Они были очень симпатичные эти семиклассники. Может, уже пошла в рост новая популяция? Сейчас, я думаю, встреть они американских ребят из Филипс Андовер Академии, они вмиг нашли бы с ними общий язык. В чём тут дело: в усреднении или в мобилизации? Думаю в последнем. Думаю, есть ещё порох в пороховницах. Но вернёмся к чести.
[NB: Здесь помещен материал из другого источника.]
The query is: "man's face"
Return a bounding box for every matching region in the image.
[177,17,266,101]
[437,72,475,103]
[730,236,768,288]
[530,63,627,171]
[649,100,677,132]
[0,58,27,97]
Профессионализм как первая ценностная категория у меня возражений не вызывал — пусть. Можно даже сказать — наконец-то. Но престижность? Я спросил, что они вкладывают в это понятие, если отрицают честь? Ведь престиж — лишь производная от чести. Собственно, и в понятии "профессионализм" честь является как бы основной, если понимать честь как высокое качество работы, отношений и высокое качество идеалов.
— Вот, — говорю, — англичане, например, понятие дворянской чести делегировали, как теперь выражаются по телевидению, в массы через организацию клубов, клубных спортивных команд и вообще через спорт. Особенно детский и молодежный. Каждая школа имеет свои цвета и свой школьный престиж, поддерживая его поведением, успеваемостью, успехами в спорте и искусствах. Ну а в дальнейшем юниорская честь наполняется респектабельной честностью в ведении дел. Так что спорт и успехи в спорте не самоцельны.
— Так почему же, — спрашиваю, — у вас, семиклассники, честь на шестой месте?
— Мы подумаем, — говорят, — наверное мы тут что-то расчленили... Или не так собрали камни...
Пусть думают, может, и придумают что-нибудь путное. На них надежда.
Скажу только, что и отношение к ценностям должно стать ценностью само по себе, причём ценностью высокой, тогда первая — первичная ценность становится святыней, как, скажем, христианские заповеди. Святыней может стать и честь как отношение к качеству нашего труда. Мне, сознаюсь откровенно, даже не понять, почему слова "честь" и "качество" не одного корня, ведь и по созвучию, и по ассоциации они так близки.
В Академии Филипс Андовер нас провели в здание, где занимаются искусством. Изобразительным. Для музыки и скажем, театра в Академии, наверное, есть другие специальные здания.
Студии с мольбертами, как в художественных училищах. Фотолаборатории. Компьютерные классы, где учащиеся могут выражать себя при помощи электроники. Материал искусства педагогов не волнует: акварель, масло, карандаш, электронно-лучевая трубка — важен результат.
Мы окружили девочку в рекреации. Она работала на какой-то фотомашине. У неё был собран коллаж, но, по её замыслу, не хватало Эйфелевой башни, деформированной в ширину. Вот она и растягивала на машине Эйфелеву башню. Наши художники помогли ей добиться нужных пропорций. И она принялась впечатывать башню в коллаж. Как у нас говорят комсомольцы — работала с огоньком. Подарила нам по коллажу.
Юноши в некой стеклянной выгородке готовили телевизионную передачу. Посмотрел на нас затуманенными глазами — полное погружение. Думаю, они и не поняли, кто мы, а может, и не заметили. На полу лежали японские и других цивилизованных стран телекамеры. И никакие разнузданные пэтэушники не грозили их стибрить.